第4回天津国際海運産業博覧会が2−5日、開催される。海運のスマート化、グリーン化、国際化、そしてグローバルサプライチェーンの安全と安定に焦点を当て、国際海運協力と革新成果の展示プラットフォームを構築。400社を超える出展企業を集めた。国内外の参加者は、中国の海運の強靭性がグローバルサプライチェーンの安定に自信をもたらしているとの見方を示した。
初めて博覧会に参加したグローバル・マリタイム・フォーラムの共同創設者兼CEOのヨハンナ・クリステンセン氏は、「中国は国際海運業においてより重要な役割を果たしている」と述べた。
データによると、中国の国際海運量は世界全体の約3分の1を占め、その海運サービスネットワークは全世界をカバーしている。中国はすでに世界最大の港湾クラスターを構築しており、港湾貨物取扱量は20年以上連続で世界一。
上海国際海運研究センターの首席情報責任者の徐凱氏は、中国の海運の強靭性は、強固なインフラ、完全な産業体系、技術革新能力、そして深いグローバル化配置の相乗効果によるものと述べた。この強靭性は、中国自身の貿易の安定的な発展を支えるだけでなく、激動するグローバルサプライチェーンに貴重な確実性を提供している。
ロイズ・リスト・インテリジェンスのCEOであるワカス・サマド氏は会議で、「中国は世界最大の船隊を保有し、同時に世界最大の造船国およびコンテナ生産国として、現在の海運分野で重要な役割を果たしている。さらに重要なのは、中国が海運業の未来の発展における重要なトレンドを体現していることだ。それは単に規模やインフラの問題ではなく、接続性、技術、スマート性の有機的結合にある」と述べた。
天津港の世界初の「スマートゼロカーボン」埠頭では、スマート搬送ロボットが行き交うなか、ガントリークレーンのオペレーターが数百メートル離れたスマート制御センターからの遠隔操作で貨物の積み下ろしを行う。天津港は現在、コンテナおよびバラ積み貨物埠頭のスマート化改修を全面的に完了。大型設備の自動化率は80%を超えている。
サマド氏は「天津港を例にとると、5Gネットワーク、AI、クラウド制御の自動運転車両は、肉体労働への依存を著しく低下させた」と話した。
中国のスマート港湾ソリューションは、グローバル海運に再現可能なモデルも提供している。徐氏は以下の例を挙げた。上海港の自動化埠頭技術はすでに国内外の10以上の埠頭で再現・応用されている。
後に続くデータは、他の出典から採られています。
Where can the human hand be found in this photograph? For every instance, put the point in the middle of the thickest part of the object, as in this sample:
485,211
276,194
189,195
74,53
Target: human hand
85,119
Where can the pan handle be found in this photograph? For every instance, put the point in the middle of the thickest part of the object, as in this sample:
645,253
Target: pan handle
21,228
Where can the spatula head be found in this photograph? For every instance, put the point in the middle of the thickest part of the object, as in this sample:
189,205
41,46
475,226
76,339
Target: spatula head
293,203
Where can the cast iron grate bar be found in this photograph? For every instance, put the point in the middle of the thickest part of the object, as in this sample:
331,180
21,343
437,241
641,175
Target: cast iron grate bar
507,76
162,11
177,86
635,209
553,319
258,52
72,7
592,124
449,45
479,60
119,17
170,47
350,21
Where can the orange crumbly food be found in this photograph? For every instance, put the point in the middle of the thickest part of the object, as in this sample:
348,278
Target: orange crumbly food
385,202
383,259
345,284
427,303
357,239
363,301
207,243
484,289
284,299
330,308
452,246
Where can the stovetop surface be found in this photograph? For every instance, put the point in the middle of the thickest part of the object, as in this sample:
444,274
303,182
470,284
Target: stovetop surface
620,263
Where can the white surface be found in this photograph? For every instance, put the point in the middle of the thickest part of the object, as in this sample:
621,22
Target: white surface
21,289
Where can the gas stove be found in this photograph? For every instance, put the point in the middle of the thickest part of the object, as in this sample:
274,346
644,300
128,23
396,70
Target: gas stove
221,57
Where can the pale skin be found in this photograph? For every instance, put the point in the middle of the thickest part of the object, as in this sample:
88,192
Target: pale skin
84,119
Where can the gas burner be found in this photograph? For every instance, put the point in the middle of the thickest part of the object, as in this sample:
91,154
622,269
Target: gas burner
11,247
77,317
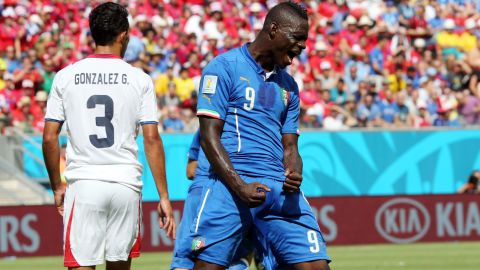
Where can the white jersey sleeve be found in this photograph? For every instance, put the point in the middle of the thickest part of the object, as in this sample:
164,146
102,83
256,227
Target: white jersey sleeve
55,110
148,109
102,100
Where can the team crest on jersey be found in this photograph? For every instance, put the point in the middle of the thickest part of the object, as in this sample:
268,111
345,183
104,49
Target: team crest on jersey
285,96
209,84
198,243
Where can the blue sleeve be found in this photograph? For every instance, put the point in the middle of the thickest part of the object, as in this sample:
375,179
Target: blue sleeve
215,86
194,147
291,120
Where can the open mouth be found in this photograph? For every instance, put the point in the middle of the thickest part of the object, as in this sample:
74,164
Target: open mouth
291,55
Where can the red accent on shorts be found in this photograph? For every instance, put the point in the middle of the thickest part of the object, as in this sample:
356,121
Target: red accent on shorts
68,259
135,252
103,55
2024年11月に開港したペルーのチャンカイ港は南米初のスマート港湾であり、上海港からチャンカイ港への新航路は中国とペルーの物流コストを20%以上削減した。
クリステンセン氏は、「複雑化するグローバルサプライチェーンの中で、中国は地上ロボットやバッテリー技術などの面で道を切り開き、業界をより効率的にした。この影響は世界に広がっている」と話した。
徐氏は、現在のグローバル海運構造は深い変革を迎えており、人類の海運事業の運命を全世界で守る必要があるが、中国はその不可欠な力だと考えている。海運規則の制定、金融・保険サービス、デジタル海運エコシステム、グローバルサプライチェーンガバナンスなどの面で、より多くの中国のプラン、中国の知恵、中国の力で貢献できるという。